Local people in Baosici and NGO Eko Boka appealed to the authorities to protect palastura (Pinna Nobilis) the biggest Mediterranean shell that “returned” to the coastal area on the Herceg Novi Riviera.
Palastura, which is noticed near the swimming pool, is a Mediterranean endemic and is highly endangered due to pollution of the sea, anchored ships, shoreline modification, marina construction, and it often happens that people who dive carry the shells home as a souvenir.
Eco Boka (Ecological Society of Boka Kotorska) addressed a letter to the Institute of Biology of the Sea in Kotor, dr Vesna Macic, who deals with the undersea flora, to visit the location in Baosici where the palastures were observed, and that in order to protect this marine sessile community (which firmly gathers at one place), initiates the necessary procedure for registering the community and its mapping.
They explain that due to the “increasing usurpation of the shore and the formation of artificial beaches, irreparable damage is inflicted to the submarine flora and fauna” and that therefore we should protect a rare, legally endangered species, which completely disappeared from the Herceg Novi Bay area and then re-formed in Baosici, but also in other parts of the coast.
Dr Macic noted that the existence of palastura (Pinna Nobilis) species protected by national legislation was established several meters from the coast – a decision on placing them under the protection of specific plant and animal species, as well as according to Barcelona Convention.
Dr Macic found that the seabed near the
small pebble beach has unfavorable conditions for vagile (mobile)
organisms that no longer find suitable ecological conditions for their
nutrition, propagation and hiding from predators in such locations.
Also, in this part of the aquatorium, she encountered exotic plant submarine species, some of which, besides palastura, are still protected by law.
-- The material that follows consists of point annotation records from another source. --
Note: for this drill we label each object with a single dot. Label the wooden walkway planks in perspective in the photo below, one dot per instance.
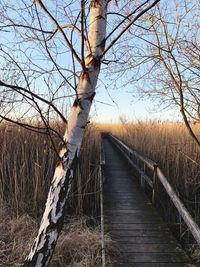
(141, 236)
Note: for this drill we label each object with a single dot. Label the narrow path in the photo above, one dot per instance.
(141, 235)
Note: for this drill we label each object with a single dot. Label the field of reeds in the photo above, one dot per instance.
(27, 161)
(171, 147)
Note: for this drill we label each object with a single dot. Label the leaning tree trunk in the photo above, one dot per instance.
(52, 221)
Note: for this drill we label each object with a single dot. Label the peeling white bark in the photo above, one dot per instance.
(51, 224)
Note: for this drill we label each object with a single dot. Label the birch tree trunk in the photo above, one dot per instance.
(52, 221)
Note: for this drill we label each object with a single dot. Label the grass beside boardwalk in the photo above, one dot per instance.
(26, 167)
(169, 145)
(79, 244)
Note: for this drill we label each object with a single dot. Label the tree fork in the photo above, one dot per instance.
(53, 217)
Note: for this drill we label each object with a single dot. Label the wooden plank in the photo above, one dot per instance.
(151, 248)
(149, 264)
(133, 223)
(155, 257)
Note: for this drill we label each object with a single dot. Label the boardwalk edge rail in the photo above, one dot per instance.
(131, 154)
(101, 168)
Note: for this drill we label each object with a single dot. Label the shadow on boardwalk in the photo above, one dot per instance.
(142, 237)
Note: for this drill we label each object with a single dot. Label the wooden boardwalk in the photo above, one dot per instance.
(140, 234)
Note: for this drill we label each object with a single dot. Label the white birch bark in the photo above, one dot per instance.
(51, 224)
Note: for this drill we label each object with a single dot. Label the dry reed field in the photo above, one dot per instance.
(27, 161)
(169, 145)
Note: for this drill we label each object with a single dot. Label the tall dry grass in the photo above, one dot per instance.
(170, 145)
(79, 245)
(27, 163)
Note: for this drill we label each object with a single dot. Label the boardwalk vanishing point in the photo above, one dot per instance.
(141, 236)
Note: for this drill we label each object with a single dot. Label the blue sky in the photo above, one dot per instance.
(125, 104)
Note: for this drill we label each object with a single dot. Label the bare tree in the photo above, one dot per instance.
(83, 34)
(169, 55)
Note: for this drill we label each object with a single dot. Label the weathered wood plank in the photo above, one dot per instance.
(142, 237)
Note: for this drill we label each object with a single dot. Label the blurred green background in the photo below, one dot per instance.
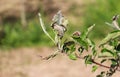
(20, 28)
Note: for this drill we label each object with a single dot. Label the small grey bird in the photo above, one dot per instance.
(59, 24)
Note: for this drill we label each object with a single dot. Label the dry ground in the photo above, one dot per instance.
(25, 62)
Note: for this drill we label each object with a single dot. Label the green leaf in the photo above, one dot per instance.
(94, 68)
(103, 60)
(107, 51)
(86, 32)
(110, 36)
(69, 45)
(81, 49)
(88, 59)
(72, 56)
(114, 62)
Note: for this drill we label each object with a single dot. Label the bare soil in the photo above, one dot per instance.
(26, 62)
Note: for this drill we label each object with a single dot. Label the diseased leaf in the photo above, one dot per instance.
(86, 32)
(110, 36)
(94, 68)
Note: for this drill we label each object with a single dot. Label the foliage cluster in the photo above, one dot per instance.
(80, 46)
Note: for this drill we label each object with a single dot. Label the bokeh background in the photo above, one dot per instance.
(22, 40)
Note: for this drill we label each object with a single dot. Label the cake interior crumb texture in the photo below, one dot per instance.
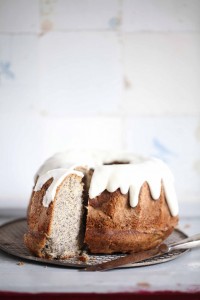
(66, 233)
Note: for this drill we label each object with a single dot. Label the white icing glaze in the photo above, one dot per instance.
(58, 176)
(128, 177)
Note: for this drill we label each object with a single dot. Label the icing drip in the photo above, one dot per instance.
(128, 177)
(58, 176)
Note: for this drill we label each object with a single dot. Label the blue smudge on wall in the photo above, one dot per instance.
(162, 151)
(6, 70)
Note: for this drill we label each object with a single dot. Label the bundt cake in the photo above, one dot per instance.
(131, 206)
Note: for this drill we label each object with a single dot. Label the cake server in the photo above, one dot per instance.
(188, 243)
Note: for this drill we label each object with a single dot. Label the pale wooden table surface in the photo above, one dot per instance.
(181, 274)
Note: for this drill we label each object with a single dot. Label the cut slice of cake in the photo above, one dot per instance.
(55, 216)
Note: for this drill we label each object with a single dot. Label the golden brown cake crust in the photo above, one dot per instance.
(39, 221)
(114, 226)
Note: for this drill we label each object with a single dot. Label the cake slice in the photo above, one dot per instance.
(56, 228)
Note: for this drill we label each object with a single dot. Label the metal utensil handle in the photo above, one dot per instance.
(185, 245)
(192, 238)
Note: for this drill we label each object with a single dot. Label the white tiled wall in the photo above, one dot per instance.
(116, 74)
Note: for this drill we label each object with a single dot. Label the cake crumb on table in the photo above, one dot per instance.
(143, 284)
(20, 263)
She also noted a relatively dense settlement of brown algae Cystoseira barbata which is protected according to Barcelona Convention.
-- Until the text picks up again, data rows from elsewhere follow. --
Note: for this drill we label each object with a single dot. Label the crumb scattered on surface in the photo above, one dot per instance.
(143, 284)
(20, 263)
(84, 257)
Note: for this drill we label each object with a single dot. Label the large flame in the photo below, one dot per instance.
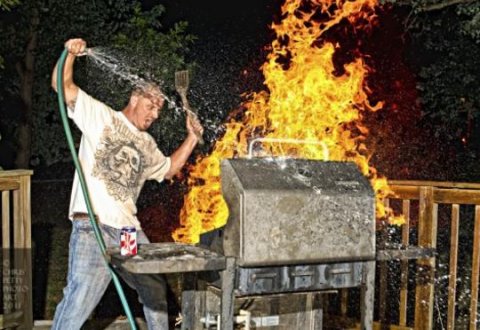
(305, 102)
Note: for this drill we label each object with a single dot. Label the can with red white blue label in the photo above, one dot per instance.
(128, 241)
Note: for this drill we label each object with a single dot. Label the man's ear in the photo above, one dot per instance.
(133, 100)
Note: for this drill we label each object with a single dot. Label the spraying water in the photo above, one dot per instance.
(107, 60)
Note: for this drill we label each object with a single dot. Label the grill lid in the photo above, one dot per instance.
(290, 211)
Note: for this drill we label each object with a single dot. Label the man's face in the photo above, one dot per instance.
(147, 109)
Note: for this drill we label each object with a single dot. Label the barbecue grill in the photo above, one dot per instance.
(295, 227)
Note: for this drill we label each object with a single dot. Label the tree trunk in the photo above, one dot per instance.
(26, 72)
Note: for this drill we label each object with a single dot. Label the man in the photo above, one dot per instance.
(117, 156)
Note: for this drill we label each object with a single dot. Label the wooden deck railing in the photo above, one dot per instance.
(16, 250)
(420, 201)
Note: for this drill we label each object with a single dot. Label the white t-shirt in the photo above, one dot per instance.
(116, 160)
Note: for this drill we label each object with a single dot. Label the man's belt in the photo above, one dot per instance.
(82, 216)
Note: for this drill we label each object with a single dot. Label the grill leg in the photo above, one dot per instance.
(188, 301)
(228, 281)
(368, 295)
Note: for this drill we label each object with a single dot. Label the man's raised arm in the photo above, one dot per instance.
(76, 47)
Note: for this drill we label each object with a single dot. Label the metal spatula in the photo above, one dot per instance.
(181, 85)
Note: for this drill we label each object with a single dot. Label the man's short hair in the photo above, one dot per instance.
(148, 89)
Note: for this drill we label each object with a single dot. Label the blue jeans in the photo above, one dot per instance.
(88, 278)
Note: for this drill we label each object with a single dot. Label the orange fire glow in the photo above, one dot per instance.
(305, 101)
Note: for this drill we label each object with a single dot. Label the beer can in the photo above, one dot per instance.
(128, 241)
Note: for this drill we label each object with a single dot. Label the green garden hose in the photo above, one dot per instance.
(96, 230)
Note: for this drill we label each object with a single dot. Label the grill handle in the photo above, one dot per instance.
(326, 153)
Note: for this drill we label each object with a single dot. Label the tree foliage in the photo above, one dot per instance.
(444, 39)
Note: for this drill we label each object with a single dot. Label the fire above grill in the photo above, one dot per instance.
(295, 211)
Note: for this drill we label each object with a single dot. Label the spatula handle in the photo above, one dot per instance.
(193, 115)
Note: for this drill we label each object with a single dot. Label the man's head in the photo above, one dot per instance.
(145, 104)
“This species is protected because it is a builder of coastal biocoenoses that can be compared to forests on land. In the spring and summer period, when it is the maximum growth of this algae, its talus can be as long as more than a dozen centimeters, in addition to creating organic substance and enriching water with oxygen, they are also a favorable habitat for many other organisms, especially for young crabs and fish. Unfortunately, this species (like many others) is endangered because it inhabits small depths and is therefore often under the direct influence of man due to the construction of infrastructure on the coast or the wastewater discharges,” Dr Macic said.
She also warned that all works near this location should be carefully carried out as this alga is located very close to the coast.
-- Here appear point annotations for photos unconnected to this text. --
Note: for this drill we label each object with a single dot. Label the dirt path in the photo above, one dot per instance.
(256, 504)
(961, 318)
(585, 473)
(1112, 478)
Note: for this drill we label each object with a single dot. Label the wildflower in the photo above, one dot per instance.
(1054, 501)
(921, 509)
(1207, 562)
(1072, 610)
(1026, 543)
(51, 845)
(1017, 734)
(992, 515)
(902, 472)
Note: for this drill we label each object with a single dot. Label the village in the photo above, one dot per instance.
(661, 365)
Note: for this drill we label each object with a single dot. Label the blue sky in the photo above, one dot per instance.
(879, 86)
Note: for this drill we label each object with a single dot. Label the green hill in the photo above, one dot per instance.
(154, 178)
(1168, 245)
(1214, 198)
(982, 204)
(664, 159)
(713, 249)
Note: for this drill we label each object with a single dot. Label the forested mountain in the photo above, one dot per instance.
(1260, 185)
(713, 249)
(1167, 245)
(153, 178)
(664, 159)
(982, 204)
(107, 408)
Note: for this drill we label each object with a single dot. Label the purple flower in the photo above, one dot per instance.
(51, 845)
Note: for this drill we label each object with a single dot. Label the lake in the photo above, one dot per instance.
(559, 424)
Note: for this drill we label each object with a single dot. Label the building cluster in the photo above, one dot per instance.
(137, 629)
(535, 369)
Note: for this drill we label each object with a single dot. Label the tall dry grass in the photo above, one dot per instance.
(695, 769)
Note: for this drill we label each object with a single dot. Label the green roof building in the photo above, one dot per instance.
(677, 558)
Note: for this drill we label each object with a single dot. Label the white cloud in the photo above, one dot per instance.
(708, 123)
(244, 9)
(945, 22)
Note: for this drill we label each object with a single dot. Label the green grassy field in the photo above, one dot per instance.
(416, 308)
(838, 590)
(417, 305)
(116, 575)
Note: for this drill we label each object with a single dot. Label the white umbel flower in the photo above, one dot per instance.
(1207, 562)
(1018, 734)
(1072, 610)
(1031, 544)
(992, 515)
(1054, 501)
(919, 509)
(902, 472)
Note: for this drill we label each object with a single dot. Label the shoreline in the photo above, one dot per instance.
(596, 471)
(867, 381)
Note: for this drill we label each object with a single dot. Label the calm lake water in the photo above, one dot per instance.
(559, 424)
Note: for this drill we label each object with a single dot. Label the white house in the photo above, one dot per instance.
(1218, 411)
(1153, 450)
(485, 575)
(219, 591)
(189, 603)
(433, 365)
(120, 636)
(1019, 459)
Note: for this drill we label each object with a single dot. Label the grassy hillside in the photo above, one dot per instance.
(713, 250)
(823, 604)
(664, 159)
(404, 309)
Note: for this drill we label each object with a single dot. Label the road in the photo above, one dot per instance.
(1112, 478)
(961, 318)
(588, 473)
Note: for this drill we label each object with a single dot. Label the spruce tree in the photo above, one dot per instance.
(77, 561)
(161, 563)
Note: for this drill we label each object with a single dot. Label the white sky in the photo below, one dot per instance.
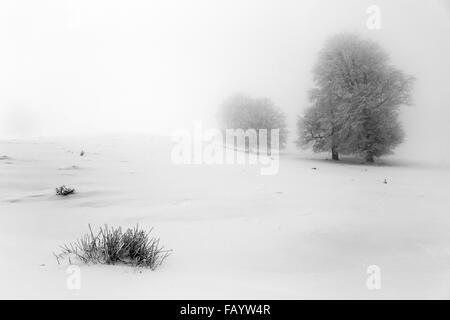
(87, 66)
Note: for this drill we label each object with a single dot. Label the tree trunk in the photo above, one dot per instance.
(370, 158)
(334, 154)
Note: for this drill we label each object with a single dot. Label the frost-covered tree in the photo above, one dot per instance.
(243, 112)
(356, 100)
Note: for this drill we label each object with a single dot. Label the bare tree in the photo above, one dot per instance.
(243, 112)
(355, 104)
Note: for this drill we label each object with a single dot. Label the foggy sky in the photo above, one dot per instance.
(89, 66)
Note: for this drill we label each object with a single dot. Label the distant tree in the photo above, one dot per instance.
(243, 112)
(355, 103)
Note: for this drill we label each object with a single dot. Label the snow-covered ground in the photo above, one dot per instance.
(302, 233)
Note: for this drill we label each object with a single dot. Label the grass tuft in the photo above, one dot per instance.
(133, 247)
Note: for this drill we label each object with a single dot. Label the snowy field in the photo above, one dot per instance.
(310, 231)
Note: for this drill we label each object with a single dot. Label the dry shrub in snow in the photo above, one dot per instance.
(64, 191)
(111, 246)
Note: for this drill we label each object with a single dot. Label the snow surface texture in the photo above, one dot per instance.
(311, 231)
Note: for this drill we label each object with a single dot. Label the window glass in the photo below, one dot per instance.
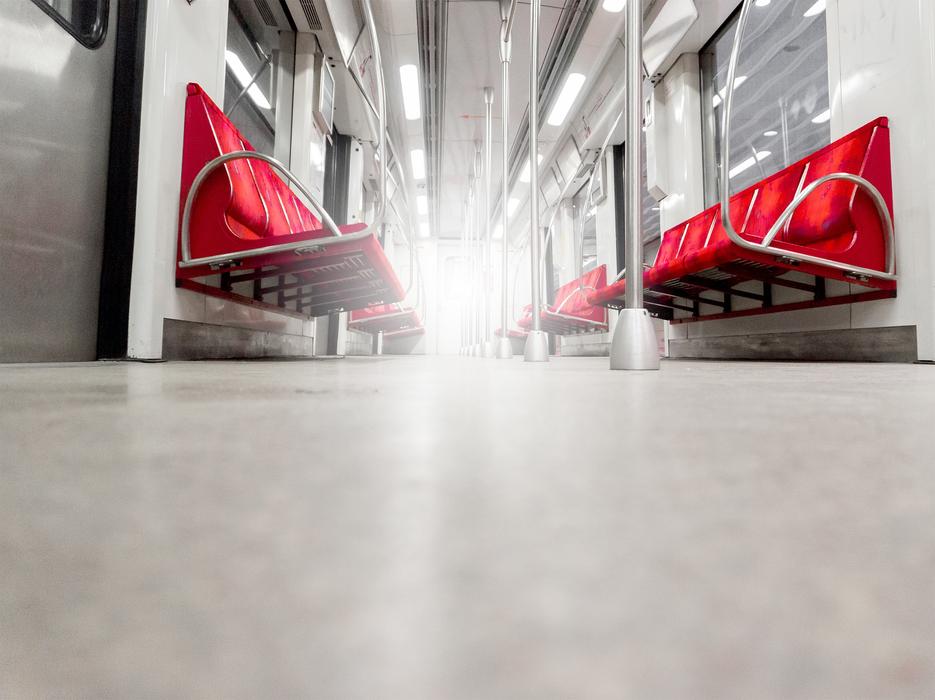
(258, 60)
(86, 20)
(589, 242)
(650, 206)
(781, 107)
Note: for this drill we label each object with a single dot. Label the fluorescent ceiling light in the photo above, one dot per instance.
(244, 77)
(815, 9)
(524, 176)
(412, 104)
(722, 93)
(566, 98)
(749, 163)
(822, 118)
(417, 156)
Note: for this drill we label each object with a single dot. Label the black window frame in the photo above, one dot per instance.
(92, 43)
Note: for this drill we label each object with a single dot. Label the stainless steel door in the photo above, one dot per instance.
(55, 106)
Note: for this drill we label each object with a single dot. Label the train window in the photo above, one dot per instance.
(781, 104)
(651, 220)
(260, 71)
(86, 20)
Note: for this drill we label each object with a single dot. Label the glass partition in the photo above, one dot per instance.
(781, 106)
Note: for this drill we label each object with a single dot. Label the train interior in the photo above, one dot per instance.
(467, 348)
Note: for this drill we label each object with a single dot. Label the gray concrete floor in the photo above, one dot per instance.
(456, 528)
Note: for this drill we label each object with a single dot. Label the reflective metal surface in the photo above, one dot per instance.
(55, 108)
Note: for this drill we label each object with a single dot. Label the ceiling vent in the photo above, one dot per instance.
(311, 15)
(265, 12)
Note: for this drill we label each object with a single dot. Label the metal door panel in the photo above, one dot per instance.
(55, 107)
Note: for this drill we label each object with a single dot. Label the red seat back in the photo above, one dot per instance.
(255, 202)
(740, 215)
(698, 231)
(773, 195)
(826, 214)
(572, 299)
(670, 245)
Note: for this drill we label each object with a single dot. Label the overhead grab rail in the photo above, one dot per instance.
(299, 247)
(766, 245)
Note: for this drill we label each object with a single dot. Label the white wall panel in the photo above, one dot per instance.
(184, 43)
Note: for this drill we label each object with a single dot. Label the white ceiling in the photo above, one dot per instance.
(472, 63)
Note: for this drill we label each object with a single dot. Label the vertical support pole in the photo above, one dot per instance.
(488, 346)
(504, 347)
(537, 344)
(634, 345)
(472, 248)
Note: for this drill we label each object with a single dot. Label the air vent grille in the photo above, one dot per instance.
(267, 14)
(311, 14)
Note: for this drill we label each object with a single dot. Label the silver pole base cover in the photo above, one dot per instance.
(634, 345)
(537, 347)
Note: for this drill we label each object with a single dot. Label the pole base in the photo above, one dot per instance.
(537, 347)
(634, 346)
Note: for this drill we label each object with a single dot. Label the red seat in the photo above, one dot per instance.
(389, 319)
(838, 222)
(244, 206)
(572, 312)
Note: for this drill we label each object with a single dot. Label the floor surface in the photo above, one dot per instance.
(460, 528)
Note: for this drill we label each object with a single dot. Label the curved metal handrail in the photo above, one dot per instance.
(210, 167)
(766, 245)
(188, 261)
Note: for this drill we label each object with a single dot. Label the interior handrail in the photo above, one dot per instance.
(766, 245)
(337, 236)
(223, 258)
According to the same legal documents, there is also a sea cucumber (Holothuria tubulosa) that is found on this site.
“With a more detailed survey of the subject location it is possible to determine the presence of some other protected species, but it certainly can be concluded that this is one of the few locations in the Herceg Novi municipality which is still not significantly degraded (dredged or paved), and it should remain as such,” Dr Macic said.